Description

In this course, we will process massive streams of real-time data using Spark Streaming and create Spark applications using the Scala programming language (v2.12). We will also get our hands-on with some real live Twitter data, simulated streams of Apache access logs, and even data used to train machine learning models.

In this course, you will learn the basics of the Scala programming language; learn how Apache Spark operates on a cluster; set up discretized streams with Spark Streaming and transform them as data is received; analyze streaming data over sliding windows of time; maintain stateful information across streams of data; connect Spark Streaming with highly scalable sources of data, including Kafka, Flume, and Kinesis; dump streams of data in real-time to NoSQL databases such as Cassandra; run SQL queries on streamed data in real-time; train machine learning models in real-time with streaming data, and use them to make predictions that keep getting better over time; and also, package, deploy, and run self-contained Spark Streaming code to a real Hadoop cluster using Amazon Elastic MapReduce. This course is very hands-on, filled with achievable activities and exercises to reinforce your learning. By the end of this course, you will be confidently creating Spark Streaming scripts in Scala and be prepared to tackle massive streams of data in a whole new way. You will be surprised at how easy Spark Streaming makes it! All the codes and supporting files for this course are available at https://github.com/packtpublishing/streaming-big-data-with-spark-streaming-scala-and-spark-3-

What You Will Learn

Process large amounts of real-time data using the Spark Streaming module
Create efficient Spark applications using the Scala programming language
Integrate Spark Streaming with various data sources
Integrate Spark Streaming with Spark SQL to query your data in real time
Train machine learning models with streaming data, and use for real-time predictions
Maintain stateful data across a continuous stream of input data

Audience

If you are a student who wants to learn how to use Apache Spark or a big data professional who wants to process large amounts of data on a real-time basis, this course is for you.
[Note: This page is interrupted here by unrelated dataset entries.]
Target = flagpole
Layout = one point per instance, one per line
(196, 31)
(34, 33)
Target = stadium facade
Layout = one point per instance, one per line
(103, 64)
Some basic programming and scripting experience is required to get the most out of the course.

Approach

This course is very hands-on, filled with achievable activities and exercises to reinforce your learning. In this course, we will cover some real live Twitter data, simulated streams of Apache access logs, and even data used to train machine learning models! You will write and run real Spark Streaming jobs right at home on your own PC.

Key Features

Process streams of real-time data from various sources with Spark Streaming * Query your streaming data in real-time using Spark SQL * A comprehensive tutorial with practical examples to help you develop real-time Spark applications

Github Repo

https://github.com/packtpublishing/streaming-big-data-with-spark-streaming-scala-and-spark-3-

About the Author

Frank Kane

Frank Kane has spent nine years at Amazon and IMDb, developing and managing the technology that automatically delivers product and movie recommendations to hundreds of millions of customers all the time. He holds 17 issued patents in the fields of distributed computing, data mining, and machine learning. In 2012, Frank left to start his own successful company, Sundog Software, which focuses on virtual reality environment technology and teaches others about big data analysis.

Course Outline

1. Getting Started

In this first section, we will introduce the course and set up the development environment for Spark and Scala. We will then create our first Spark Streaming application to display live Twitter feeds.

1. Introduction, and Getting Set Up

A brief introduction to the course, and then we will get your development environment for Spark and Scala all set up on your desktop. A quick test application will confirm Spark is working on your system!

2. [Activity] Stream Live Tweets with Spark Streaming!

Get set up with a Twitter developer account and run your first Spark Streaming application to listen to and print out live Tweets as they happen!

2. A Crash Course in Scala

In this section, we will take a deep dive into Scala. Even if you've never used Scala before, we will cover all of the syntax and structure that you will need to know in order to begin mining your data. We will run through flow control, functions, and data structures with numerous examples throughout so that you can see everything in action and make sure you're understanding it.

1. [Activity] Scala Basics

We start our crash course in the Scala programming language by covering some basics of the language: types and variables, printing, and Boolean comparisons.

2. [Exercise] Flow Control in Scala

Our Scala crash course continues, illustrating various means of flow control in Scala. For loops, do/while loops, while loops and so on.

3. [Exercise] Functions in Scala

Scala is a functional programming language, and so understanding how functions work and are treated in Scala is hugely important! This lecture covers the fundamentals, and lets you put it into practice.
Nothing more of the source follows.